With an interim decision of 12 July 2017 (LPC 2017/3 – Eishockey im Pay-TV, p. 410), the Swiss Competition Commission refused to grant Swisscom interim measures in its investigation into UPC, a subsidiary of Liberty Global plc, on the suspicion of abuse of a dominant position in the field of ice hockey broadcasting. The Commission thereby confirmed a strict approach regarding interim measures. Despite clear indications for the abuse of a dominant position by UPC, it denied the claim for interim measures because, according to the Commission, the conditions for a disadvantage that cannot be easily remedied were not satisfied. Even though it refused to grant the interim measures, the Commission imposed a fine of approximately 30 million Swiss francs on UPC with regard to its abusive conduct against competing TV platform operators in the ice hockey broadcasting markets in its decision on the merits in October 2020. The decision was mostly upheld by the Swiss Federal Administrative Court in October 2023 and by the Swiss Federal Supreme Court in September 2025 (see the decision of the Swiss Federal Supreme Court 2C_638/2023 of 24 September 2025).

In December 2020, the Commission issued interim measures prohibiting Swisscom from denying competitors access to end-to-end lines during the expansion of its fibre-optic network to safeguard competition for the duration of the investigation.
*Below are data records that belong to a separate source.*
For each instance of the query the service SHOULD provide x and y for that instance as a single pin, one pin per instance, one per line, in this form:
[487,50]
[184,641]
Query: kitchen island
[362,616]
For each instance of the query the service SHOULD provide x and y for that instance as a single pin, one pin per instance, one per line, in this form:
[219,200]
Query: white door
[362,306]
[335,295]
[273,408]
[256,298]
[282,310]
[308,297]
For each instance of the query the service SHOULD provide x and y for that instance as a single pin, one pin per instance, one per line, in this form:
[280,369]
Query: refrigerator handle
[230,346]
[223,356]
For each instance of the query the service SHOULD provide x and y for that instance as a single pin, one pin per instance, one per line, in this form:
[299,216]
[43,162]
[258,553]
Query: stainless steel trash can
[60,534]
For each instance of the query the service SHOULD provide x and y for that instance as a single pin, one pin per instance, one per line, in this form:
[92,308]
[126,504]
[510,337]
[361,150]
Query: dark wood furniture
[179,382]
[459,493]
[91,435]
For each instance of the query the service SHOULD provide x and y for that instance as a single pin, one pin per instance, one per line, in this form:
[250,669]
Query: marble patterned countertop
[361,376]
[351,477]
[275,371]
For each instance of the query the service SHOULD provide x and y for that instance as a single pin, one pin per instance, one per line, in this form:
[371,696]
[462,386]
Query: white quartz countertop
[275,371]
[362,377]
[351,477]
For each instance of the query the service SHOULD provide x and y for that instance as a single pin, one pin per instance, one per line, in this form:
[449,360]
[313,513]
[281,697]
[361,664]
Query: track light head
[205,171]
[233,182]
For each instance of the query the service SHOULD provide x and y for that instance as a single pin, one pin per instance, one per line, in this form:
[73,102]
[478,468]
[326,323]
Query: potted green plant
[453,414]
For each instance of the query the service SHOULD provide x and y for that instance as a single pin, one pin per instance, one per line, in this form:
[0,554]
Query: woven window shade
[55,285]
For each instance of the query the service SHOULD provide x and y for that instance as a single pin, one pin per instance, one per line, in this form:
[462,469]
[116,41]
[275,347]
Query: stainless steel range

These interim measures have been confirmed by both the Swiss Federal Administrative Court and the Swiss Federal Supreme Court.

Damages

Do companies harmed by abusive practices have a claim for damages? Who adjudicates claims and how are damages calculated or assessed?

Yes, claims for damages exist and are adjudicated by the civil courts. Under Swiss law, the quantum of damages generally equals the difference between the actual financial situation of the party aggrieved by the abusive conduct and the hypothetical situation in which that party would have been without the abusive conduct. Because it is often not possible to prove the quantum of damages in exact figures, courts in principle have the ability to estimate damages based on plausible assumptions (Commercial Court of the Canton of Aargau, LPC 2003/2 – Allgemeines Bestattungsinstitut, p. 451). Article 42, paragraph 2 of the Swiss Code of Obligations explicitly states that courts shall estimate the quantum of damages at their discretion, in the light of the normal course of events and the steps taken by the aggrieved party, where the exact quantum of loss or damages cannot be established. However, any information substantiating and facilitating the estimation must be brought forward by the party claiming damages, which in practice creates high hurdles in the burden of proof.

Appeals

To what court may authority decisions finding an abuse be appealed?

Swiss Competition Commission decisions holding undertakings responsible for unlawful abusive conduct and, to a limited extent, also its interim procedural decisions, can be challenged before the Swiss Federal Administrative Court. An appeal can be lodged on the following grounds: wrongful application of the Cartel Act; the facts established by the Commission were incomplete or wrong; or the Commission's decision was unreasonable. Hence, appeals before the Swiss Federal Administrative Court are 'full merits' appeals on both the findings of fact and law.

The judgments of the Swiss Federal Administrative Court may be challenged before the Swiss Federal Supreme Court. In proceedings before the Swiss Federal Supreme Court, judicial review is limited to legal claims; in other words, the flawed application of the Cartel Act or a violation of fundamental rights set forth in the Swiss Federal Constitution, the European Convention of Human Rights or other international treaties. The claim that a decision was unreasonable is fully excluded and claims with regard to the finding of facts are basically limited to cases of arbitrariness.

The judgments of upper cantonal civil courts rendered in civil actions may also be ultimately challenged before the Swiss Federal Supreme Court. However, the same restrictions as for appeals against judgments of the Swiss Federal Administrative Court apply.